人間というものは恐ろしいもので、あれだけの底つき体験を経ても野心や優越、相対的評価の中で人を差し置いて自分だけがスポットライトに照らされる快感に悦びや生き甲斐を見出そうとしてしまうのです。
これは映画「スターウォーズ」で例えると、正にフォースのダークサイド(暗黒面)ですが、この例えが逆に不親切に感じられる方には、「人を見下す地位に鎮座すると気分が良い」とでもいえば伝わるでしょうか。
そのために個性を磨くというのは間違いだと気付くのに、そこからまた10年掛かりました。本当に頭が悪いですね😂
で、「個性は必要なのか否か?」という本題に戻しますと、「作為的な個性は要らないけれど、滲み出る個性はあっていい。」というのが私が辿り着いた答えです。出そうとしなくても出てしまうのが個性の本質だという事です。
個性は技術・技法・画風ではありません。人間性、経験や人生観などに裏打ちされた感性が伴った表現に個性は潜みます。
また個性はオリジナルである必要はありません。様々な優れた芸術・芸術家・その他諸々に触れて意識するしないに関わらずに良きものを吸収して育まれます。そうして得た表現はオリジナルはないですが、リスペクトして敬って身体に入ったのであれば、真似ではありません。
左の飛行船のイラスト「夜間飛行」は影絵で有名な藤城清治氏からインスピレーションをもらいました。でも、私の世界観や個性もしっかりあります。黒をキャラクターに用いた焚き火のイラスト「焼きイモが出来るまで」も同じくです。私の精神性が画風に完全に同化しているから個性だと言えるのです。
下の場合、左の上半分が星つりじいさんの原型で、その下が以前コラボしていたHさんの描いた2軒の家がある風景。この雲の凄さに感銘を受けました。

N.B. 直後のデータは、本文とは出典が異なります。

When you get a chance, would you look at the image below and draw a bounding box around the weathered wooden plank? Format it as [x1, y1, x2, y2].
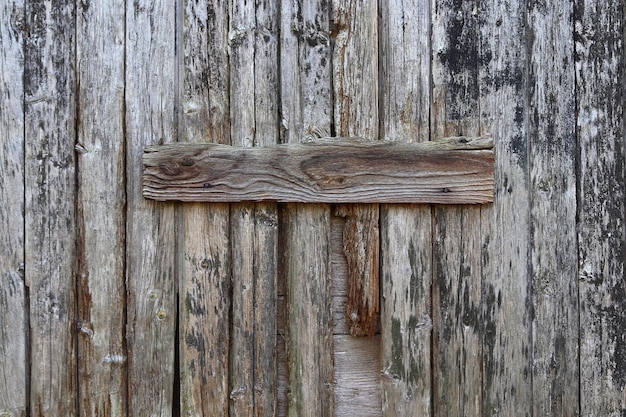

その後数年して、「星つりじいさん」絵本原画を描いた時に雲が私の個性になって右の絵が出来ました。Hさんに感謝しながら描きました。
黄緑の山も素晴らしい!の一言ですが、これはもうHさんにしか描けないもので手を出せません。これを超えることは不可能です。なので、ただただ感服すれば良いのです。
そんなこんなで「星つりじいさん」の原画には私の個性的なものが数点あります。
と、個性の話をしつつ「見下してはいけない」と言いながら、結構見下しているように感じられるかと思いますが、そうではないのです。
先生方も過去の自分も含めて憐れんでいるのです。憐れみは人を馬鹿にしているのではないし、上から見下す感情ではありません。
大人の教室でこういった話に触れると空気が重くなりますし、必要としない方も多いです。
興味がある方にだけブログを介して私の失敗談を糧にしてもらいたく「個性」について触れました。
最後に助言ですが、私がHさんの山を「とても手が出せない。」と思うように、私の個性に手を出そうとするのは良くないし、間違っています。
見たままをパクるのではなく、自然に吸収したり、咀嚼して身についたのなら問題はありません。
好きに獲って、盗んでいいのは技法や技術・理論です。これが少し何かの気付きに繋がることを願います。
怯まずに描いて大いに葛藤して頂ければ幸いです。
ネットから転載させて頂いた4枚の油彩画は、私が敬愛する安井曽太郎とポール・セザンヌの作品です。
これらにずっと憧れて眺めて来ましたが、油彩では全く活かすところに到達出来ませんでした。
でも、先日透明水彩で1時間で描いた「ゼムンの公園」には、学びが出ました。
これも狙ってそうした訳ではありません。不意に描けた感じですが、私の個性として展開している気がします。
憧れ、敬う姿勢が感性の中に30年〜50年潜伏して表出したのでしょう。